“MASSAMAN ARRIVED IN SOUTHERN THAILAND FROM PERSIA, TRAILING EXOTIC AROMAS REDOLENT OF WESTERN ASIA”
Illustration: Ed Smith
According to Thai food guru David Thompson, the perfect massaman (or mussaman) curry should be sweet, sour and salty – a holy trinity of virtues that makes devotees sigh with longing when they’ve finished their bowls.
The most complex of all Thai curries, massaman was once ranked by a global travel website as the single most delicious food on the planet. Legend holds that it arrived in southern Thailand from Persia in the 16th century, trailing exotic aromas redolent of western Asia, notably cardamom. And in deference to its Muslim heritage it is never made with pork; beef or chicken, cooked until butter-soft in a rich, thick and deftly spiced coconut sauce, are stars of the bowl.
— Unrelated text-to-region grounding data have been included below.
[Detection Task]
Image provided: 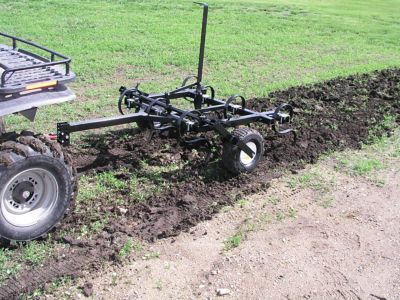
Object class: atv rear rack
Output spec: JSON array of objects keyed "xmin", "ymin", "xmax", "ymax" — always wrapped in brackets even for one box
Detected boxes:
[{"xmin": 0, "ymin": 32, "xmax": 75, "ymax": 94}]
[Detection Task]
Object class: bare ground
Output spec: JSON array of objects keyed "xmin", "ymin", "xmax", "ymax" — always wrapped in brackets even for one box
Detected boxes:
[{"xmin": 50, "ymin": 138, "xmax": 400, "ymax": 300}]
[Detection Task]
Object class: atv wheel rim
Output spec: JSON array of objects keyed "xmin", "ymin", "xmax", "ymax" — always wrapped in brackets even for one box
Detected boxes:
[
  {"xmin": 1, "ymin": 168, "xmax": 59, "ymax": 227},
  {"xmin": 239, "ymin": 141, "xmax": 257, "ymax": 166}
]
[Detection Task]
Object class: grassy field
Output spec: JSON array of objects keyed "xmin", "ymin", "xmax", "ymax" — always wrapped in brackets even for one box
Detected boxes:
[
  {"xmin": 0, "ymin": 0, "xmax": 399, "ymax": 132},
  {"xmin": 0, "ymin": 1, "xmax": 400, "ymax": 295}
]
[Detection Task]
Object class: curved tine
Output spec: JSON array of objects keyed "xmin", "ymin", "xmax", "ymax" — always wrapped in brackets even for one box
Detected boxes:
[
  {"xmin": 182, "ymin": 75, "xmax": 198, "ymax": 87},
  {"xmin": 203, "ymin": 85, "xmax": 215, "ymax": 100},
  {"xmin": 224, "ymin": 95, "xmax": 246, "ymax": 118},
  {"xmin": 118, "ymin": 88, "xmax": 130, "ymax": 115},
  {"xmin": 226, "ymin": 95, "xmax": 246, "ymax": 108},
  {"xmin": 273, "ymin": 103, "xmax": 294, "ymax": 121},
  {"xmin": 118, "ymin": 87, "xmax": 142, "ymax": 115}
]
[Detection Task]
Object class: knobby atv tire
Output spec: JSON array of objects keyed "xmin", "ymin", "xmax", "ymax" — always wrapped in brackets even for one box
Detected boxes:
[
  {"xmin": 0, "ymin": 134, "xmax": 77, "ymax": 242},
  {"xmin": 222, "ymin": 127, "xmax": 264, "ymax": 174}
]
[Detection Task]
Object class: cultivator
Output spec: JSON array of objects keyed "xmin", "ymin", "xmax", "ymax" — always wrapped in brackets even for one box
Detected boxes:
[
  {"xmin": 0, "ymin": 3, "xmax": 294, "ymax": 242},
  {"xmin": 57, "ymin": 2, "xmax": 295, "ymax": 173}
]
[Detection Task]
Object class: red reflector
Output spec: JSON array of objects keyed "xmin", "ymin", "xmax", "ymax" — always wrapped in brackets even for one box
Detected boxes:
[{"xmin": 47, "ymin": 133, "xmax": 57, "ymax": 141}]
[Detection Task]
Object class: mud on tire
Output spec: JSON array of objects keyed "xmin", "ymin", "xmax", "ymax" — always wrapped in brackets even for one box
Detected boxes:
[
  {"xmin": 0, "ymin": 133, "xmax": 76, "ymax": 242},
  {"xmin": 222, "ymin": 127, "xmax": 264, "ymax": 174}
]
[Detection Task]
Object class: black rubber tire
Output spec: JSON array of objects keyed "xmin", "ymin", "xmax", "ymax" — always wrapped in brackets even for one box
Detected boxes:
[
  {"xmin": 0, "ymin": 134, "xmax": 76, "ymax": 242},
  {"xmin": 222, "ymin": 127, "xmax": 264, "ymax": 174}
]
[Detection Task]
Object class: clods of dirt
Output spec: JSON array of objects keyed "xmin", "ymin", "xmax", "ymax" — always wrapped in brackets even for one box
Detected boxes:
[
  {"xmin": 65, "ymin": 68, "xmax": 400, "ymax": 243},
  {"xmin": 59, "ymin": 67, "xmax": 400, "ymax": 250},
  {"xmin": 82, "ymin": 281, "xmax": 94, "ymax": 297},
  {"xmin": 1, "ymin": 68, "xmax": 399, "ymax": 299}
]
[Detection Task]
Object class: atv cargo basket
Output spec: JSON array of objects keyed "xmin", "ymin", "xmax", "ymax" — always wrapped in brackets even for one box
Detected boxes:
[{"xmin": 0, "ymin": 32, "xmax": 75, "ymax": 94}]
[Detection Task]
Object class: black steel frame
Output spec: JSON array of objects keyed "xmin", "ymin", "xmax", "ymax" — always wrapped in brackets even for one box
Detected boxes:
[{"xmin": 57, "ymin": 3, "xmax": 294, "ymax": 158}]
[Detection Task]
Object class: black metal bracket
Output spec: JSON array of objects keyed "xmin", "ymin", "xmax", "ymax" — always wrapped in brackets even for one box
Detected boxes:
[{"xmin": 57, "ymin": 122, "xmax": 71, "ymax": 146}]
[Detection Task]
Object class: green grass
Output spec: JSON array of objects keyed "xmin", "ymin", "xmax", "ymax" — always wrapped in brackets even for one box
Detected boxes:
[
  {"xmin": 224, "ymin": 230, "xmax": 245, "ymax": 251},
  {"xmin": 276, "ymin": 208, "xmax": 296, "ymax": 221},
  {"xmin": 368, "ymin": 114, "xmax": 398, "ymax": 143},
  {"xmin": 333, "ymin": 126, "xmax": 400, "ymax": 186},
  {"xmin": 392, "ymin": 145, "xmax": 400, "ymax": 158},
  {"xmin": 352, "ymin": 159, "xmax": 384, "ymax": 175},
  {"xmin": 143, "ymin": 251, "xmax": 161, "ymax": 260},
  {"xmin": 21, "ymin": 241, "xmax": 52, "ymax": 266},
  {"xmin": 155, "ymin": 280, "xmax": 163, "ymax": 291},
  {"xmin": 0, "ymin": 0, "xmax": 399, "ymax": 133},
  {"xmin": 276, "ymin": 212, "xmax": 285, "ymax": 221},
  {"xmin": 0, "ymin": 241, "xmax": 55, "ymax": 284},
  {"xmin": 335, "ymin": 127, "xmax": 400, "ymax": 178},
  {"xmin": 237, "ymin": 198, "xmax": 250, "ymax": 208},
  {"xmin": 287, "ymin": 167, "xmax": 337, "ymax": 208},
  {"xmin": 287, "ymin": 207, "xmax": 297, "ymax": 218},
  {"xmin": 0, "ymin": 249, "xmax": 21, "ymax": 283},
  {"xmin": 118, "ymin": 238, "xmax": 143, "ymax": 260},
  {"xmin": 288, "ymin": 170, "xmax": 335, "ymax": 194},
  {"xmin": 266, "ymin": 196, "xmax": 281, "ymax": 205},
  {"xmin": 223, "ymin": 212, "xmax": 272, "ymax": 251}
]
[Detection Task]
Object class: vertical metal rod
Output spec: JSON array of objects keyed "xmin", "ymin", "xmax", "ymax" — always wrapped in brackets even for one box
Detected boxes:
[
  {"xmin": 196, "ymin": 3, "xmax": 208, "ymax": 84},
  {"xmin": 0, "ymin": 117, "xmax": 5, "ymax": 135}
]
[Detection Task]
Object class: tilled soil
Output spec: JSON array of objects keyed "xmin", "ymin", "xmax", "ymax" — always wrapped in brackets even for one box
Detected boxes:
[{"xmin": 1, "ymin": 68, "xmax": 399, "ymax": 299}]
Massaman is said to be the most time-consuming Thai curry; a long list of ingredients must be carefully prepared from scratch to yield invigorating flavours. Most southern Thai families have their own beloved massaman recipe passed down through generations, says Worawan Kamann, co-founder of Borough Market Kitchen’s Thai street food stall Khanom Krok. “But there are a lot of things that go into it, so it’s not something that’s cooked every day,” she says.
Born in Bangkok, Worawan was taught to make the stall’s chicken massaman with potatoes and peanuts by her grandmother. “She was an amazing cook right into her nineties,” Worawan recalls. “We would spend the whole day cooking it, shredding the coconut and doing all the preparation.”
And this, as ever, is the secret. Khanom Krok’s comforting massaman is made with love and care. Worawan has zero tolerance of short cuts, such as cooking the chicken and sauce separately then bunging them together to serve. This crime against massaman is prevalent in the UK, she sighs. “I stick to the way I learned as a child. I cook my chicken in the spicy sauce, so it sucks up all the flavours.”
The perfect balance of sweet and sour needs judicious application of palm sugar and tamarind juice, and a light hand with the chilli paste. “Massaman is not supposed to be very spicy,” Worawan says. “It’s meant to be quite a mild curry. That’s the traditional way.”
Dried spices are heavily roasted in a pan or wok and then used sparingly to impart an elusive fragrance. Cardamom is a stalwart, but other spices might include cinnamon, star anise, cloves, coriander seeds or cumin seeds.
Coconut milk or cream or both, traditionally made by hand, forms the ballast of the rich sauce. First, it’s simmered in a pan or wok until it begins to separate or ‘crack’.
A puree of chillies, garlic, shallots and other aromatics is cooked off in the boiling coconut along with the toasted spices, to smooth away their rough edges.
Palm sugar is added for sweetness, and tamarind (at the end) for a sprightly sour kick.
Chicken or beef pieces are slowly simmered until they reach the sweet spot between falling apart and undercooked.
Starchy vegetables are vital: white radish, potato or sweet potato.
To finish, massaman might be showered with deep fried shallots and toasted peanuts for extra tastiness and crunch.